なまえの質問に代わりに答えたのは思紋の隣に立っていた少女だった。


聞けば彼女もまた先祖返りで、普段は思紋の側に仕えているということだ。


(知らなかった……本当に、色んな先祖返りがいるって。)

「大丈夫じゃ、其方はたくさんの世界を見てきたのだろう?これからもっともっとたくさんのものを見て、感じて学んでいける。焦らなくても今は確実に良い方向へ進んでるであろう?」

「本当に、なんでもお見通しなんですね……」


考えていることが全て筒抜けのようで、
それでいてその言葉には温かい。


その言葉だけで前向きなものへと考えられた。


「菖蒲から全て聞いていた、まだ世の中に其方らのように一族で先祖返りを軟禁する者がいる。
菖蒲はそういった者達を許せない、儂にそう言ったんじゃ……」


そういえば、となまえは思い出した。
以前、菖蒲から先祖返りを一族で軟禁している者が許せないと語っていた。


「彼女は狗崎の家に先祖返りがいることを知り相談をしてきた、その時に御狐神家にも同じく軟禁されている子供がいることも知った。

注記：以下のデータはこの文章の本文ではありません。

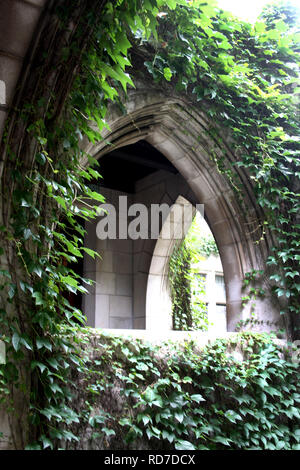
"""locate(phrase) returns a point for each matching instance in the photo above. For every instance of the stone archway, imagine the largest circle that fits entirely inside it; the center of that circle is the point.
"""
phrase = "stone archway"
(158, 300)
(181, 134)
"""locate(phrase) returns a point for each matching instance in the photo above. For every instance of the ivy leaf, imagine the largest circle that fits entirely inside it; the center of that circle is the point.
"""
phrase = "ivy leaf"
(184, 445)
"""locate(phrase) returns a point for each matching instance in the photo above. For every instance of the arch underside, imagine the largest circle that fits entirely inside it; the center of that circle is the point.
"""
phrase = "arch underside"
(182, 134)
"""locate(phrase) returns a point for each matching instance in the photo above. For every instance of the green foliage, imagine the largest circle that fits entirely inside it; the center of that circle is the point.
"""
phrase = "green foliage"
(188, 308)
(244, 77)
(186, 399)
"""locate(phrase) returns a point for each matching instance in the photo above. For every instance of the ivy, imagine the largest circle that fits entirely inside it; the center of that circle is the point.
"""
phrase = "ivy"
(245, 78)
(183, 399)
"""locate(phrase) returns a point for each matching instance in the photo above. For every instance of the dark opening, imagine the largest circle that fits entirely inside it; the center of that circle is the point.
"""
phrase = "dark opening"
(122, 168)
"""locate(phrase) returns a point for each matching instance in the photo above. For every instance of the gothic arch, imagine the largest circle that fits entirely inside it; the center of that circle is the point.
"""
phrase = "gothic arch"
(181, 133)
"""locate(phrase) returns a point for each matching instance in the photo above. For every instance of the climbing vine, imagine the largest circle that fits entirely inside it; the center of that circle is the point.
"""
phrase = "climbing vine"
(241, 394)
(244, 76)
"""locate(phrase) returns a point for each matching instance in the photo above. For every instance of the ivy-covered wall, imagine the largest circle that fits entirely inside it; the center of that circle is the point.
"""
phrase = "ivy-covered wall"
(236, 393)
(238, 96)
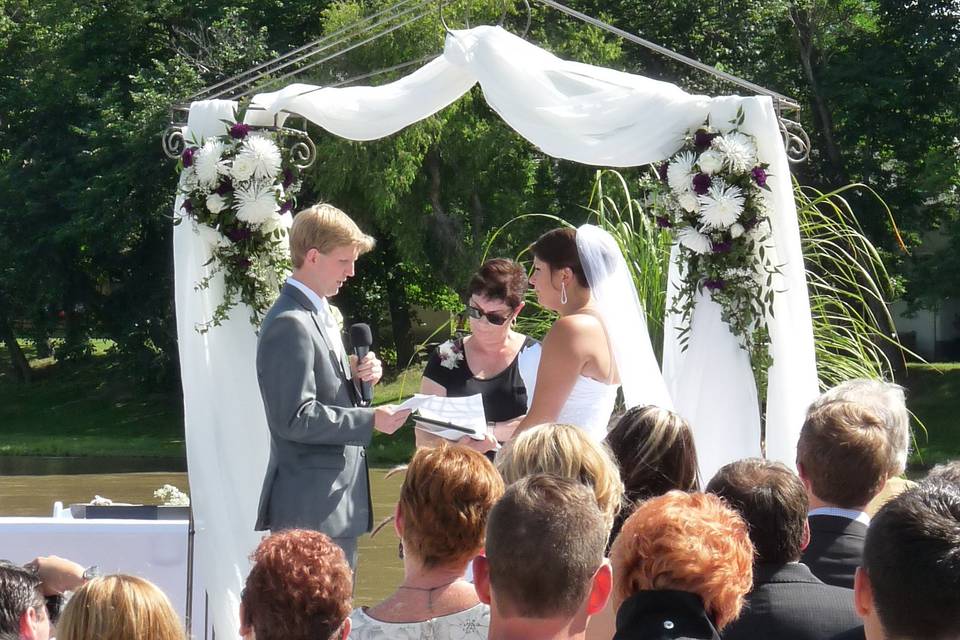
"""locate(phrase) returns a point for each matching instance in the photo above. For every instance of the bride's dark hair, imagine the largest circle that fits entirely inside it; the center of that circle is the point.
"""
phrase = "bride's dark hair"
(558, 248)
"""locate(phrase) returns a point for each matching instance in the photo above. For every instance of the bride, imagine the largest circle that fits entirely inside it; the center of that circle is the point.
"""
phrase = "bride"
(599, 342)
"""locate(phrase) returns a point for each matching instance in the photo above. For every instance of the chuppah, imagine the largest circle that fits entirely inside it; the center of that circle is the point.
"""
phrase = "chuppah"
(569, 110)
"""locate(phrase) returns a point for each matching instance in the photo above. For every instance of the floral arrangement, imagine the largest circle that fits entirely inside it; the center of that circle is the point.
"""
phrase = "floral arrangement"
(170, 496)
(239, 192)
(711, 195)
(450, 354)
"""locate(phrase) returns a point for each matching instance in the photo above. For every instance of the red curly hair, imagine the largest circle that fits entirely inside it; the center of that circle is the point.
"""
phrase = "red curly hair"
(299, 588)
(686, 542)
(445, 499)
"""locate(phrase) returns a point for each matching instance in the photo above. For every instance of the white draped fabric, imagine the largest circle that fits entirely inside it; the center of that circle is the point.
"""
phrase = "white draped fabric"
(569, 110)
(227, 437)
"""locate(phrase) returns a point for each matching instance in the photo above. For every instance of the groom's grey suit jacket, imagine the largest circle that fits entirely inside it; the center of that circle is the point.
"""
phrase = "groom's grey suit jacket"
(317, 474)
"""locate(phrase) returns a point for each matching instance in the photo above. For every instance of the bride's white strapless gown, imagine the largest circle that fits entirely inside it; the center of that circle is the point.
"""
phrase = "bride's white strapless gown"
(589, 405)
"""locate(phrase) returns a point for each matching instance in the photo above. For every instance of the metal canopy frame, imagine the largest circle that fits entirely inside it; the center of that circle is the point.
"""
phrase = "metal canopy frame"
(405, 12)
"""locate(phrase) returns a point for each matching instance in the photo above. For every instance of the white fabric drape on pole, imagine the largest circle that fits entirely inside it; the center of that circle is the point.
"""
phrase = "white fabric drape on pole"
(569, 110)
(227, 437)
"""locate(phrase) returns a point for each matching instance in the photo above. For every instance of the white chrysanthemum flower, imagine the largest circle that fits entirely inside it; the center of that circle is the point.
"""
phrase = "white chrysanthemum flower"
(694, 240)
(256, 203)
(207, 162)
(710, 162)
(263, 154)
(274, 222)
(739, 151)
(210, 236)
(216, 203)
(680, 172)
(243, 168)
(721, 206)
(688, 202)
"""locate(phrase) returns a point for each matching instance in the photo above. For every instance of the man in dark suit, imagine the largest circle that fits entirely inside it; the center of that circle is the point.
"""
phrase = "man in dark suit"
(317, 473)
(845, 455)
(909, 584)
(787, 601)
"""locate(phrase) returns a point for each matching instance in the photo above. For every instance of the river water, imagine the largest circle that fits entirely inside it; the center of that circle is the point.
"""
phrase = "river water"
(69, 480)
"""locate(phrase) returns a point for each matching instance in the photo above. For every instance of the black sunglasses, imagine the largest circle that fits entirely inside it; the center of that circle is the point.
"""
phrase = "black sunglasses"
(492, 318)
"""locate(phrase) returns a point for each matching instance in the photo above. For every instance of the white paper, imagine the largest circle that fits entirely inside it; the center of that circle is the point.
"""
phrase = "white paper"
(464, 411)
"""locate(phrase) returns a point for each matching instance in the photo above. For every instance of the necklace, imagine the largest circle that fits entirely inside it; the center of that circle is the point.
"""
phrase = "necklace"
(429, 590)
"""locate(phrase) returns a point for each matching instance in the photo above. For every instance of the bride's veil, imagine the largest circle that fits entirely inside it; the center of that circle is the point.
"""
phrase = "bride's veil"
(615, 298)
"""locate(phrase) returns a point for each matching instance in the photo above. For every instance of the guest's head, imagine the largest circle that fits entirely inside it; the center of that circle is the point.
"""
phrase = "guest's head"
(908, 587)
(887, 401)
(445, 500)
(566, 451)
(945, 472)
(844, 454)
(23, 611)
(772, 501)
(119, 607)
(655, 452)
(689, 542)
(299, 588)
(544, 568)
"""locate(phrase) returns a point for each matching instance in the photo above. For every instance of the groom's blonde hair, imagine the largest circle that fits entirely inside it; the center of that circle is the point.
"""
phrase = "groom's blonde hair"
(324, 227)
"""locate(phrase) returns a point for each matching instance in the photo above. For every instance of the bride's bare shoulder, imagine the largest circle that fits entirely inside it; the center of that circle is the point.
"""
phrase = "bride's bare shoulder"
(574, 326)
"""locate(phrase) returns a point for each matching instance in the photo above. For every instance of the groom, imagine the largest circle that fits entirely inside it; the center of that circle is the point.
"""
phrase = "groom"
(317, 474)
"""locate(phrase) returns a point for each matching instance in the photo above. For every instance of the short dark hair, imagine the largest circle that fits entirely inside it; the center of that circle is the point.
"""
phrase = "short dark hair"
(656, 453)
(500, 279)
(558, 248)
(19, 591)
(552, 529)
(772, 500)
(299, 588)
(912, 558)
(846, 453)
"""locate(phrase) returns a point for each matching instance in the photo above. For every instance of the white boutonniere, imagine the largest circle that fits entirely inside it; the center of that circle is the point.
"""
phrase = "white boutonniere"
(450, 354)
(337, 317)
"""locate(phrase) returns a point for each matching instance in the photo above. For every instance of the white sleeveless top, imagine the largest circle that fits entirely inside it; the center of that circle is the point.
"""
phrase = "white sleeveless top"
(589, 405)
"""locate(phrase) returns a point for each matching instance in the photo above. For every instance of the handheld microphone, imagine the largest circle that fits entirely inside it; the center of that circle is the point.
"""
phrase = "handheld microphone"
(361, 339)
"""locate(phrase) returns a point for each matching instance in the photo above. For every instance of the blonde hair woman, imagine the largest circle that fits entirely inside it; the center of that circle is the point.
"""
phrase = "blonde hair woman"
(119, 607)
(568, 452)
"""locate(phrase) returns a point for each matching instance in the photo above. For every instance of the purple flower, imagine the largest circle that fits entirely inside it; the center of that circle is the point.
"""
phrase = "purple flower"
(662, 170)
(702, 138)
(238, 234)
(714, 284)
(187, 156)
(701, 183)
(239, 131)
(759, 176)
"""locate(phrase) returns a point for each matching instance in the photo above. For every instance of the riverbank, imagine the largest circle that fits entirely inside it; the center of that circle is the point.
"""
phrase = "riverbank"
(92, 408)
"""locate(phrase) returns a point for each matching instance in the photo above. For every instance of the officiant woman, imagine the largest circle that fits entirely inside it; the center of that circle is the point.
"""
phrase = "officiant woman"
(488, 360)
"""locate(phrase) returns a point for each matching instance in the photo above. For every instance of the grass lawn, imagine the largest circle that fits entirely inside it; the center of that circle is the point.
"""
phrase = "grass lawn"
(86, 408)
(92, 408)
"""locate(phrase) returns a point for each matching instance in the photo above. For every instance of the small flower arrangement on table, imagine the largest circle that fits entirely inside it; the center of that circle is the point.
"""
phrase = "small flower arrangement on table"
(711, 196)
(239, 191)
(170, 496)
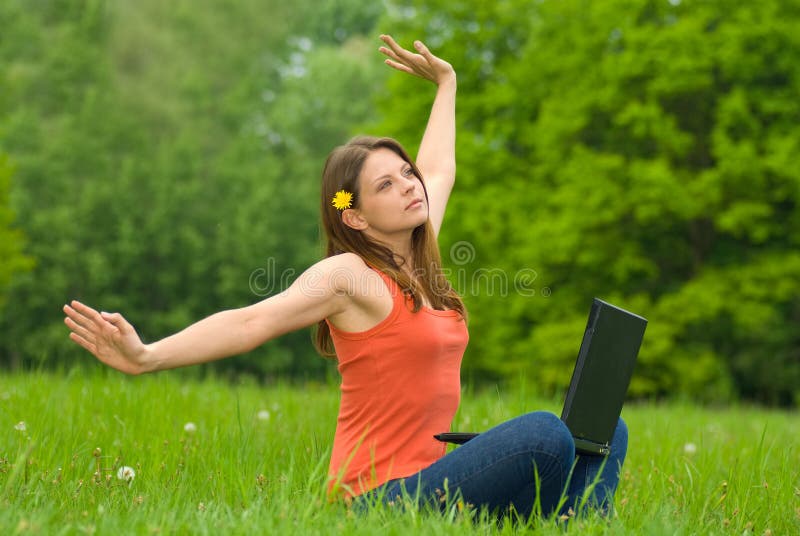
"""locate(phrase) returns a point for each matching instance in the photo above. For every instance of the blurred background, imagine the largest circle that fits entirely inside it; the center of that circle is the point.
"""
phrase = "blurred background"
(162, 159)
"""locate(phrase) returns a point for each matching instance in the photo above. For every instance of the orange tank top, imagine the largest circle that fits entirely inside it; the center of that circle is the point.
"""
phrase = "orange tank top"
(400, 385)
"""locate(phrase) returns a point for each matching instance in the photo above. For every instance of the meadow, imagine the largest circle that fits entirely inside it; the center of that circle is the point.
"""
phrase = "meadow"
(208, 457)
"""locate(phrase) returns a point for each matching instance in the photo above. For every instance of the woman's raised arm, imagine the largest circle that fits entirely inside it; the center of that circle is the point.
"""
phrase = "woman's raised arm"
(322, 290)
(437, 152)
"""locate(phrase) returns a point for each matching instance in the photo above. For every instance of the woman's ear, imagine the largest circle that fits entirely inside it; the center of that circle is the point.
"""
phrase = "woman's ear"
(353, 219)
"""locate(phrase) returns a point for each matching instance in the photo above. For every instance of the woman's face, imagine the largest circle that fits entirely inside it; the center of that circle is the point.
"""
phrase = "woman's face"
(391, 197)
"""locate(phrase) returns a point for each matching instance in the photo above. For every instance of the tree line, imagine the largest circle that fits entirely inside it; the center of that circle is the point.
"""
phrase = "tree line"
(163, 160)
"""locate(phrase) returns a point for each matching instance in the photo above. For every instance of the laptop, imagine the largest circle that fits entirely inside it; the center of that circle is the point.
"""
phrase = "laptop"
(600, 379)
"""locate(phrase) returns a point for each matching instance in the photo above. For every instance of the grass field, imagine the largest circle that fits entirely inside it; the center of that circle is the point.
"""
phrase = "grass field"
(255, 462)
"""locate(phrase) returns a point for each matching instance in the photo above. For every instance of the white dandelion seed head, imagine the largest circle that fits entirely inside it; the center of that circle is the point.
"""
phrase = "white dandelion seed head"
(126, 473)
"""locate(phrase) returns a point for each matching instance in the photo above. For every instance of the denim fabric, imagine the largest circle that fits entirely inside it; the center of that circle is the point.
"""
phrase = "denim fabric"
(499, 469)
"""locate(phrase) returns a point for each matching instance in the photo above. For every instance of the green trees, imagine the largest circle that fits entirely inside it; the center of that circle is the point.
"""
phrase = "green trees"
(639, 151)
(167, 158)
(11, 239)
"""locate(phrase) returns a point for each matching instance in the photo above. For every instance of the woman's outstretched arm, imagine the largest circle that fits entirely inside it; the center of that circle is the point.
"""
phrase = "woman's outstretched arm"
(319, 292)
(437, 152)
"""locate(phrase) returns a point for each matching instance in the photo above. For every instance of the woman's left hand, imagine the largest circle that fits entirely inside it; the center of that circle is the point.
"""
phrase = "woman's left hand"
(425, 65)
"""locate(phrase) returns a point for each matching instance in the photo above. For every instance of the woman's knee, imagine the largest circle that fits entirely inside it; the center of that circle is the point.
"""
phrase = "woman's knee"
(546, 432)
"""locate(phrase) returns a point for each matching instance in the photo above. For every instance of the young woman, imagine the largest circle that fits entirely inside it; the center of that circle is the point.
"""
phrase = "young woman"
(398, 330)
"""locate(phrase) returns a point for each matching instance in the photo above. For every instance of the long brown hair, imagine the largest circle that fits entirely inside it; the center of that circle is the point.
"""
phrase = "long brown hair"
(341, 172)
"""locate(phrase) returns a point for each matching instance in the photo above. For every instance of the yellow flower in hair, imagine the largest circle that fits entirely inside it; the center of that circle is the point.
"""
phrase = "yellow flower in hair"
(342, 199)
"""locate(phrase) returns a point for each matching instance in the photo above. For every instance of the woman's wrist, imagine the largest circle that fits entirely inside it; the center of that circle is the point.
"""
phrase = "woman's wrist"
(448, 82)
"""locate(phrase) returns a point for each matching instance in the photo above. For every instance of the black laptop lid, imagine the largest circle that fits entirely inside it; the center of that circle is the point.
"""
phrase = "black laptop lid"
(602, 374)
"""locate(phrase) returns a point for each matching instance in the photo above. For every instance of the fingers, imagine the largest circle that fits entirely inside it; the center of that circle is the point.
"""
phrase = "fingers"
(82, 314)
(117, 320)
(400, 67)
(423, 49)
(396, 52)
(83, 342)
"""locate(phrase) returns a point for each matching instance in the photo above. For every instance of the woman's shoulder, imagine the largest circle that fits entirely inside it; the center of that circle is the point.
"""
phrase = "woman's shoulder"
(345, 271)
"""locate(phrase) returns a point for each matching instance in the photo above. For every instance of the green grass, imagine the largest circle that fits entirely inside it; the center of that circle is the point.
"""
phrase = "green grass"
(238, 473)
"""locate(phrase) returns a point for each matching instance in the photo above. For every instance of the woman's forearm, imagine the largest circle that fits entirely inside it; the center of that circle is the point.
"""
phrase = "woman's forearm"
(220, 335)
(437, 153)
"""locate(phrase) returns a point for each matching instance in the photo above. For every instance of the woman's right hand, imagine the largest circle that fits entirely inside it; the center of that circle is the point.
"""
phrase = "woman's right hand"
(424, 64)
(108, 336)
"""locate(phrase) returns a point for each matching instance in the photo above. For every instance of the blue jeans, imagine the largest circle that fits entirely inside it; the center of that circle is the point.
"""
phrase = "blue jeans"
(499, 468)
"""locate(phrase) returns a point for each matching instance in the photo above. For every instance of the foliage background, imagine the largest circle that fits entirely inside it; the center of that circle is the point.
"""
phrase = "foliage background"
(162, 159)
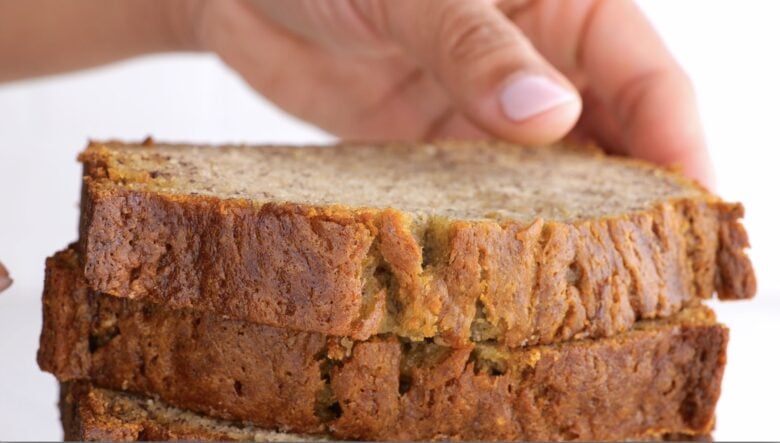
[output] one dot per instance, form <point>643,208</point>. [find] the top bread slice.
<point>459,241</point>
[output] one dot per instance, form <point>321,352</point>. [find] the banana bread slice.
<point>451,240</point>
<point>93,414</point>
<point>661,377</point>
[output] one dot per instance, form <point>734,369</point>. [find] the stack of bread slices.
<point>445,291</point>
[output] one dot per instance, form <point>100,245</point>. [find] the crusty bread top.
<point>459,180</point>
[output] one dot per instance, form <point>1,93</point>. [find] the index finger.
<point>644,99</point>
<point>642,86</point>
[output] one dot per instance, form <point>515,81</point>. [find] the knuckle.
<point>470,36</point>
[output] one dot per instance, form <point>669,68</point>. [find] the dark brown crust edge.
<point>671,374</point>
<point>86,416</point>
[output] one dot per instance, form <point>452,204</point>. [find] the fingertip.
<point>528,109</point>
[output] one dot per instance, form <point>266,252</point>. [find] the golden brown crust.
<point>92,414</point>
<point>662,377</point>
<point>313,269</point>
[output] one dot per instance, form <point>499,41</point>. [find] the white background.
<point>730,49</point>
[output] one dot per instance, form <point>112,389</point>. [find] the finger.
<point>492,72</point>
<point>643,88</point>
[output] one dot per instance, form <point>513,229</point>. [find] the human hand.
<point>5,279</point>
<point>520,70</point>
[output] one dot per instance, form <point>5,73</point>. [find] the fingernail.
<point>527,95</point>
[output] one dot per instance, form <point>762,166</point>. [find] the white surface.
<point>729,48</point>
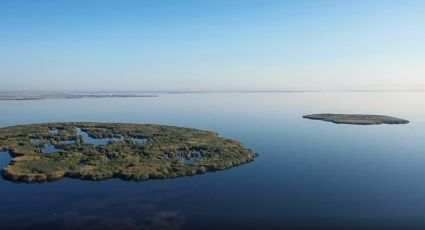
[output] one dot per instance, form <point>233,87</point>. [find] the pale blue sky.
<point>212,45</point>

儂と菖蒲はどうにかしないとと思っていた……」


思紋から語られたこと、それは二人をどうしたら一族の軟禁から救えるか、
なまえも双熾も知らなかった事実がそこにはあつた。


そして菖蒲は双熾を御狐神一族から解き放ち、蜻蛉の世話役として青鬼院家に置いた。


一番難しかった狗崎家となんとか近付き……
それからはこれまで辿ってきたことと同じことか語られたのだった。